Yesterday, McIntyre defended that judgment. In an e-mail to her staff and top county officials, McIntyre, a Republican, said that she had no time to verify the felons' status before the presidential election and that she did not want to disenfranchise anyone in error. Eighteen of the felons who cast ballots had not had their voting rights restored. Allowing them to vote was a violation of state election law.
"I think that all of you know my personal feelings about this action, and the options that were given to the Electoral Board, which ran from putting me on probation for six months, writing me a letter of reprimand, etc.," McIntyre wrote of the board's 2 to 1 vote against her. "The two members did not support any of these actions." The e-mail was provided to The Washington Post.
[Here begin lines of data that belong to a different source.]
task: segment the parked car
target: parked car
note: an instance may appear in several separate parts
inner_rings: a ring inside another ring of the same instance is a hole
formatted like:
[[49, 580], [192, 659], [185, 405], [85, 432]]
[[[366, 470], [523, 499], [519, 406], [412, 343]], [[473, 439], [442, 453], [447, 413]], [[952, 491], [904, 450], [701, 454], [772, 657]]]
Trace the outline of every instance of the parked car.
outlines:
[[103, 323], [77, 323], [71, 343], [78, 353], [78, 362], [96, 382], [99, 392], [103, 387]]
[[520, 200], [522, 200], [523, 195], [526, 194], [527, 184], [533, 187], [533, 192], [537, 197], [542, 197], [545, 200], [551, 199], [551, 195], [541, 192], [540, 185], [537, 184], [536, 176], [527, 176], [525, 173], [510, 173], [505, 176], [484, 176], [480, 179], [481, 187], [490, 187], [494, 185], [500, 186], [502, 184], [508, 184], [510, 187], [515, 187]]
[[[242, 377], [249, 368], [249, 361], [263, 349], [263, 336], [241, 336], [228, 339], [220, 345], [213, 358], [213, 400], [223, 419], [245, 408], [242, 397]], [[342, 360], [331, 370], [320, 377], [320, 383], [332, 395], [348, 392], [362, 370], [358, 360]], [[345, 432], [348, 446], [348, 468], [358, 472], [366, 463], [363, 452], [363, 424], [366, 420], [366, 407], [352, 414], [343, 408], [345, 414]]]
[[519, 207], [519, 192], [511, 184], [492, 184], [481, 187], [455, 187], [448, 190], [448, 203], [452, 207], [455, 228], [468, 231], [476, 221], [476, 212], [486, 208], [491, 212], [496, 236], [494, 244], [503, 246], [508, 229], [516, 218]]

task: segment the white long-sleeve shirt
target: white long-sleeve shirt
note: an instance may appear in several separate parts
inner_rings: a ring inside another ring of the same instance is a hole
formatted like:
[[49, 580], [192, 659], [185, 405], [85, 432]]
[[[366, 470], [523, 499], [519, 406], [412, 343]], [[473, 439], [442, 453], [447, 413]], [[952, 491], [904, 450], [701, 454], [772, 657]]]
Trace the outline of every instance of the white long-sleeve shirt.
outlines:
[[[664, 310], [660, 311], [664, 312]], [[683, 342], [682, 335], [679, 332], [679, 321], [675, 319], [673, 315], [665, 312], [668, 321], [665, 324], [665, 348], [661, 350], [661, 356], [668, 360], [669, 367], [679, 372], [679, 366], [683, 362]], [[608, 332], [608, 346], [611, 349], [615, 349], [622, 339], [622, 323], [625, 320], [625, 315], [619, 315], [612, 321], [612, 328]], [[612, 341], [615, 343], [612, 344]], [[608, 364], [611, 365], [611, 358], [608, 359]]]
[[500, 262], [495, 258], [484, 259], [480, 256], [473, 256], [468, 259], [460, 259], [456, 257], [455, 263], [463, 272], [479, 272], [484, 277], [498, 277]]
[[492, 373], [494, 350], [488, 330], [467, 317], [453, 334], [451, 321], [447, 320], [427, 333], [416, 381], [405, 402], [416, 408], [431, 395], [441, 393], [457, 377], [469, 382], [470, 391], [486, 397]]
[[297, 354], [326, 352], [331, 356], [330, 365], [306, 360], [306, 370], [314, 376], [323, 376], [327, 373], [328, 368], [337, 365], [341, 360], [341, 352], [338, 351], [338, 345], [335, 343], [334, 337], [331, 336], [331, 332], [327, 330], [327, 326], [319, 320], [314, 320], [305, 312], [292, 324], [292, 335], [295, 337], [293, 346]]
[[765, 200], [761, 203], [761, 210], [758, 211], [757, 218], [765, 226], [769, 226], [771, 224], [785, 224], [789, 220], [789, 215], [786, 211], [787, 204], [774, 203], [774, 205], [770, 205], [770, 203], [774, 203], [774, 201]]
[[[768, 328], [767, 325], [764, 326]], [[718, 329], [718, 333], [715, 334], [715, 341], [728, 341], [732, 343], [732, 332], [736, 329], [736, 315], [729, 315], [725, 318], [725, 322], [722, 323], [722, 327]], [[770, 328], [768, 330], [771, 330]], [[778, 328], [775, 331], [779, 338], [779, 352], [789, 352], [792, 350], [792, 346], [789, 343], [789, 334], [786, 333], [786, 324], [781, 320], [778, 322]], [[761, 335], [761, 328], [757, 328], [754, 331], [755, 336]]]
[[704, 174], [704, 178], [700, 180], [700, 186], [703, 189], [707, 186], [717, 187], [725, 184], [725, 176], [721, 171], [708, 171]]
McIntyre did not return phone calls seeking comment.
Although the election ran smoothly, board Democrats Larry E. Byrne and Margaret K. Luca called for an investigation this month into several balloting problems, including reports of felons voting illegally and absentee ballots being disqualified because they arrived after the election.
"You cannot end up in a situation where you have someone who is charged with maintaining the law violating the law and then being charged with the voters' trust," said Byrne, the board's vice president and McIntyre's most severe critic. "This was one of a whole series of things."
But the board's Republican chairman, joined by other county GOP leaders, defended McIntyre's four-year tenure and accused Byrne and Luca of firing the registrar to replace her with a Democrat.
"They were trying to get rid of [Diane] from the beginning," Chairman Nancy Krakover said yesterday. She called the firing "a travesty of justice" and said McIntyre gave the felons on the voting rolls the benefit of the doubt. "She was damned if she did and damned if she didn't."
County Supervisor Elaine N. McConnell (R-Springfield) called the firing "one of the worst things I've ever heard of."
Byrne said the board will appoint an interim registrar next week while it launches a search for a professional, nonpartisan election administrator with knowledge of technology and fast-changing election law.
In recent years, counties and cities across Virginia have moved to hire specialists as the job of registrar has become more complex. But Fairfax, the state's largest jurisdiction, has bucked the trend, officials said, hiring McIntyre for the $86,000-a-year job without interviewing outside candidates. She and her husband are active Republicans, and before she became registrar, her background was in the insurance business.
Byrne has come under fire not only from some Republicans but also from Democratic supervisors who questioned the legality of a four-hour closed-door meeting of the electoral board Feb. 1, when more than a dozen members of McIntyre's staff complained about her management and reported possible balloting problems.
County Attorney David P. Bobzien said he told Byrne that inviting employees to speak was outside the electoral board's purview, and several Democrats, including Board of Supervisors Chairman Gerald E. Connolly, chastised Byrne publicly.
Byrne disagrees. "We have a direct employer-employee relationship with these folks," he said yesterday.
Krakover said she thinks it is a conflict of interest for Byrne to oversee the statewide Democratic primary in June because his wife, former state senator Leslie L. Byrne, is a candidate for lieutenant governor.
Larry Byrne shot back that the mother of Jerry W. Kilgore, the GOP's likely nominee for governor, is a registrar in southwestern Virginia and oversaw his election to attorney general and his brother's election to the House of Delegates.
"I'm sure Nancy doesn't find Mr. Kilgore's mother's role inappropriate," Byrne said.